Re: root cause of corruption in hot standby

From: Mike Broers <mbroers(at)gmail(dot)com>
To: rui(at)crazybean(dot)net
Cc: pgsql-admin(at)postgresql(dot)org
Subject: Re: root cause of corruption in hot standby
Date: 2018-10-10 14:15:16
Message-ID: CAB9893iwovZv1uVNuyn=dz7jRHjsY8tkhRQTvAjaGqhLzzH_8Q@mail.gmail.com
Views: Raw Message | Whole Thread | Download mbox | Resend email
Thread:
Lists: pgsql-admin

The replica is instantiated with a pg_basebackup, and seems to run fine for
a few days before the checksum error presents itself. Initially it ran a
few months without issue.

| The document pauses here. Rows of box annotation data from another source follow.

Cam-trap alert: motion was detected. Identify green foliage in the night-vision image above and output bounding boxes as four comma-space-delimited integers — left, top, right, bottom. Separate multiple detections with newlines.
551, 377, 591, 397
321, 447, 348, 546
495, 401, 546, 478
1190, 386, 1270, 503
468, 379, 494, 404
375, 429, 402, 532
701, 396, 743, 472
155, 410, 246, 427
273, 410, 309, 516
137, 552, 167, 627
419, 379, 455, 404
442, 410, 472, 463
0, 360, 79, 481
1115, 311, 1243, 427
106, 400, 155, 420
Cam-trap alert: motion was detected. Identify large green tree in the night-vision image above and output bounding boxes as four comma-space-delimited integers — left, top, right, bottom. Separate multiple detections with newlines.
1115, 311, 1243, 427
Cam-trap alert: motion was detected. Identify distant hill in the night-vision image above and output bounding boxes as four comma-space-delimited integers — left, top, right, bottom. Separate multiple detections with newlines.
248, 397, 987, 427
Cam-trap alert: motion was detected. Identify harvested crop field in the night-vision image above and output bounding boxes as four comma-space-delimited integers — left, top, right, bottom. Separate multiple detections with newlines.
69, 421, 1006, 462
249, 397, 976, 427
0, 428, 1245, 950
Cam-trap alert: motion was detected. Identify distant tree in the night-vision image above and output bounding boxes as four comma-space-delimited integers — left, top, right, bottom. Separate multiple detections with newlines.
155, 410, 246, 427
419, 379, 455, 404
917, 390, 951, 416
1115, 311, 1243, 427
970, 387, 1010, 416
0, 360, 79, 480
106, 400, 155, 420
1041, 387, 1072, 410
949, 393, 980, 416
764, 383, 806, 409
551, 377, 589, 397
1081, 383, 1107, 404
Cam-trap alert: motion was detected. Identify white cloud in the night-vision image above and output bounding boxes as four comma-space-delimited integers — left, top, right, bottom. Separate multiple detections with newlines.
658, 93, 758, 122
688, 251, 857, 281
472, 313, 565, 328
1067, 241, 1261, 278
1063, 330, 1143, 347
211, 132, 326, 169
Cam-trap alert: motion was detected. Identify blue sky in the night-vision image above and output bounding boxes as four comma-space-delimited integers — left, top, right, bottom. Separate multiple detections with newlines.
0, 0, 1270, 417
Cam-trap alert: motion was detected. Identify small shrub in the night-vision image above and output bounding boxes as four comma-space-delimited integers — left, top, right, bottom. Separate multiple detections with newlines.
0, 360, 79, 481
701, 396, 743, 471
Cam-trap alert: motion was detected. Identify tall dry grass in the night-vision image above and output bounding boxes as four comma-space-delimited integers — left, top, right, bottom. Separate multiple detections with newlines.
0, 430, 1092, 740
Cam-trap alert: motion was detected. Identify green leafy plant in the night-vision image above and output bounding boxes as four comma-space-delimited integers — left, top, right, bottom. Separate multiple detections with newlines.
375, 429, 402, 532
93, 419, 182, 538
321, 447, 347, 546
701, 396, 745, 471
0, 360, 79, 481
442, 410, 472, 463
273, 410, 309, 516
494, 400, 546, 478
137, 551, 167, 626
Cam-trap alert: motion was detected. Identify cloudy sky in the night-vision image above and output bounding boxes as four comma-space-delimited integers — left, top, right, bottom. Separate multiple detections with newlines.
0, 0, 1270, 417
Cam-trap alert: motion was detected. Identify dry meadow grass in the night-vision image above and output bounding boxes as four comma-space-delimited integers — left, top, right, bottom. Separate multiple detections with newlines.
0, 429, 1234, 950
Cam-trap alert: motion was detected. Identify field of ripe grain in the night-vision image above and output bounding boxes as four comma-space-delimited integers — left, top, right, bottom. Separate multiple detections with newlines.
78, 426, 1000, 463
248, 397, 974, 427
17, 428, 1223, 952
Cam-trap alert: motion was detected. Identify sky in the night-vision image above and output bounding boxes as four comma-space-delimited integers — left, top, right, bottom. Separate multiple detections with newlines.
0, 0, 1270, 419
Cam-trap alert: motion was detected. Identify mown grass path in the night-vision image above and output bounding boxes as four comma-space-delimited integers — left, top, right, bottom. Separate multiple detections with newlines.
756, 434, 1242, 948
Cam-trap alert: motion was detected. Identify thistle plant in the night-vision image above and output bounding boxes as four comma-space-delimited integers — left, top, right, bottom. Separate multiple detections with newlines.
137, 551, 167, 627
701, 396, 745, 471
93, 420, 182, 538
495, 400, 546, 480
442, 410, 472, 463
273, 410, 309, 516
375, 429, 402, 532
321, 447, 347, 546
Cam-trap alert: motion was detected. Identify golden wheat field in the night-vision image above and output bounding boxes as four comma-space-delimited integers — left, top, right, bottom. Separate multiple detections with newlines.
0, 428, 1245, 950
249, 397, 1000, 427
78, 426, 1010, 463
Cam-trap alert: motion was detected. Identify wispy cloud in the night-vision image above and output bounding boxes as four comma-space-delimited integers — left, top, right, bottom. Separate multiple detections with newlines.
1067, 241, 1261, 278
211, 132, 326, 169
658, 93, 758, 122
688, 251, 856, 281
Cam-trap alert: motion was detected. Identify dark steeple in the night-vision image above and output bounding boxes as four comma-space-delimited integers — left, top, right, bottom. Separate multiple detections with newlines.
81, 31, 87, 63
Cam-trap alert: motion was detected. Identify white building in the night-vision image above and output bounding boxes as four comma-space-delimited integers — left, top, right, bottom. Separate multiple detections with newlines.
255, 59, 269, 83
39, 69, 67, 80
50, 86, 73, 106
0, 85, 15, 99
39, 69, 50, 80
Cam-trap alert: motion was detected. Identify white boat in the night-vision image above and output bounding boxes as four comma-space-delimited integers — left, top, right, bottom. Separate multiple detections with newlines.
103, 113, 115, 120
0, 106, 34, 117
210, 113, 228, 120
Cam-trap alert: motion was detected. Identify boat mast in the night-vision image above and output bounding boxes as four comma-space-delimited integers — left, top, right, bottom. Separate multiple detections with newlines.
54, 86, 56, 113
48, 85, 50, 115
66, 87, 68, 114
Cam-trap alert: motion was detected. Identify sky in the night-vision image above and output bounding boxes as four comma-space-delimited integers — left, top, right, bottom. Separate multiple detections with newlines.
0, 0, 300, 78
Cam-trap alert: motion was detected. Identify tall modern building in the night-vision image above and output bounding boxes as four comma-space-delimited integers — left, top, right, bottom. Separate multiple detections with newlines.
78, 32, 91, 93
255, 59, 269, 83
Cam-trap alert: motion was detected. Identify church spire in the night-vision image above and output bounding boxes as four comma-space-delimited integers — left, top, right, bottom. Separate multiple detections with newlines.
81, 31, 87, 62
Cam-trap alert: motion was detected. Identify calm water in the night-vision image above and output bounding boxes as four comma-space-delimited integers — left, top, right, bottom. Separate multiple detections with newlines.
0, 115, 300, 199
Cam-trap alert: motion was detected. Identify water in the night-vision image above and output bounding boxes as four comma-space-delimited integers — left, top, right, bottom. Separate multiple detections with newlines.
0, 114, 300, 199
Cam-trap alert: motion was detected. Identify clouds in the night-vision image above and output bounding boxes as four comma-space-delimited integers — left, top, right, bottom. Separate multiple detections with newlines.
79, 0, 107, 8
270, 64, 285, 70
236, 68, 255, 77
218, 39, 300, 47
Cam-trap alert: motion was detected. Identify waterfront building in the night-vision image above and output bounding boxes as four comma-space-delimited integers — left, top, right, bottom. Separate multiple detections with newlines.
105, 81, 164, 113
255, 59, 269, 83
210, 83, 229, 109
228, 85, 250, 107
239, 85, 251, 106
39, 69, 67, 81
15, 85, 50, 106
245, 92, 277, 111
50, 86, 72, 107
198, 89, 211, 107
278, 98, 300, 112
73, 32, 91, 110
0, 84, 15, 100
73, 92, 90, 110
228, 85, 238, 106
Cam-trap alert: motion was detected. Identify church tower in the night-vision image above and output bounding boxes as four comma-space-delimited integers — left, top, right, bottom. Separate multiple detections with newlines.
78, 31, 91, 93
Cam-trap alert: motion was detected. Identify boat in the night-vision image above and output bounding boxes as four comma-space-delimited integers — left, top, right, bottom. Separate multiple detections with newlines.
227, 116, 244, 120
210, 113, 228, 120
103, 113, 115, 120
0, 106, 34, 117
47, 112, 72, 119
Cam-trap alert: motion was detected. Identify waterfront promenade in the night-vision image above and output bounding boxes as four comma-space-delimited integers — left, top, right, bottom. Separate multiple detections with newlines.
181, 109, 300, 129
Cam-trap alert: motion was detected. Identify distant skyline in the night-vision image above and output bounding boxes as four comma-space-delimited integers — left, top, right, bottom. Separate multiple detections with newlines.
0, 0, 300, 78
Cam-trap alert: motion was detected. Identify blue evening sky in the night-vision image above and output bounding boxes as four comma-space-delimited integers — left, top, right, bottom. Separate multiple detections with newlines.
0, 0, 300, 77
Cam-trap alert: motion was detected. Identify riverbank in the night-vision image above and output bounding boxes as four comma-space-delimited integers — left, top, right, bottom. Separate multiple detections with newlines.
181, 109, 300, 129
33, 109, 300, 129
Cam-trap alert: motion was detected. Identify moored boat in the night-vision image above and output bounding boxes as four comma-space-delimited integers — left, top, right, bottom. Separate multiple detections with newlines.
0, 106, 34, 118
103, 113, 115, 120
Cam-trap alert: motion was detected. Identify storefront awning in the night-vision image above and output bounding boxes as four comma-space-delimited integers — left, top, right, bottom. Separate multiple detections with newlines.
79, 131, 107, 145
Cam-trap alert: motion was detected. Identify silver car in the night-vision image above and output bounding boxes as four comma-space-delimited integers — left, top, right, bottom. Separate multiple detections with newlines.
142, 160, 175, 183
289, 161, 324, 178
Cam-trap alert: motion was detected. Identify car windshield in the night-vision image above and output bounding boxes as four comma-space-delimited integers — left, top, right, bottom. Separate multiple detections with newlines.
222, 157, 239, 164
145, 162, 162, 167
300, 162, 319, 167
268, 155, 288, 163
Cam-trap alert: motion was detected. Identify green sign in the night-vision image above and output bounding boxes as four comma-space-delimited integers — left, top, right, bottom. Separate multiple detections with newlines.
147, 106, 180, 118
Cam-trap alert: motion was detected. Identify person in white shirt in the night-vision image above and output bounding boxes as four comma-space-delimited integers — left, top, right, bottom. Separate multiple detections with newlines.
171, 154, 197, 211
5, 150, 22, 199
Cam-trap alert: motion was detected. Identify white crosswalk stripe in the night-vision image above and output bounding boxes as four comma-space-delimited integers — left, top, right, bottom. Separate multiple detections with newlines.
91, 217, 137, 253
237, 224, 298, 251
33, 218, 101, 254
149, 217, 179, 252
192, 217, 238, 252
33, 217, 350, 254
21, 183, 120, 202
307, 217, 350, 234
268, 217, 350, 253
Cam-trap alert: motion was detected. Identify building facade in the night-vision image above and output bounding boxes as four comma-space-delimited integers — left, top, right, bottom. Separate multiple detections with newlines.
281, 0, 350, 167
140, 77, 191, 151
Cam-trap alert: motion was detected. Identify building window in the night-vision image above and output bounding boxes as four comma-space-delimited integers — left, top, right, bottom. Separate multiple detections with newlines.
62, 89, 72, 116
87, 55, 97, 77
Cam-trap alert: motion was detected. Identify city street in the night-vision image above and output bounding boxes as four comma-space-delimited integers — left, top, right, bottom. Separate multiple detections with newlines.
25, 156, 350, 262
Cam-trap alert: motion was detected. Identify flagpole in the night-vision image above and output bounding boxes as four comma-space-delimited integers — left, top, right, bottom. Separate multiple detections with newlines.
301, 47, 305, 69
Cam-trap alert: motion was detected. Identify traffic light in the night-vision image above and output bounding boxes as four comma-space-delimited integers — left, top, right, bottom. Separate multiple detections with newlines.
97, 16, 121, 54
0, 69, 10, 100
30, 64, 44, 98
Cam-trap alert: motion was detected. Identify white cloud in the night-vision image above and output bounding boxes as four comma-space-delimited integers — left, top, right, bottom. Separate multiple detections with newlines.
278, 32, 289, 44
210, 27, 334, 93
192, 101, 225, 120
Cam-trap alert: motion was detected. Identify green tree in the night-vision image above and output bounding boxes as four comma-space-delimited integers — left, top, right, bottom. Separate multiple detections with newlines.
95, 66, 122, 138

The replica vm was created in May and it ran
until September without the checksum error. This time it was 12 days after
a fresh pg_basebackup.

I'll look into rsync checksums, but this corruption presented itself during
a time when streaming replication was working fine and it wasnt restoring
archived rsynced transaction logs, and hadnt done so for around 30 hours.
The table it complained about it is accessed every minute with updates and
monitoring so I dont think it would have taken so long if it was due to the
application of a corrupted wal.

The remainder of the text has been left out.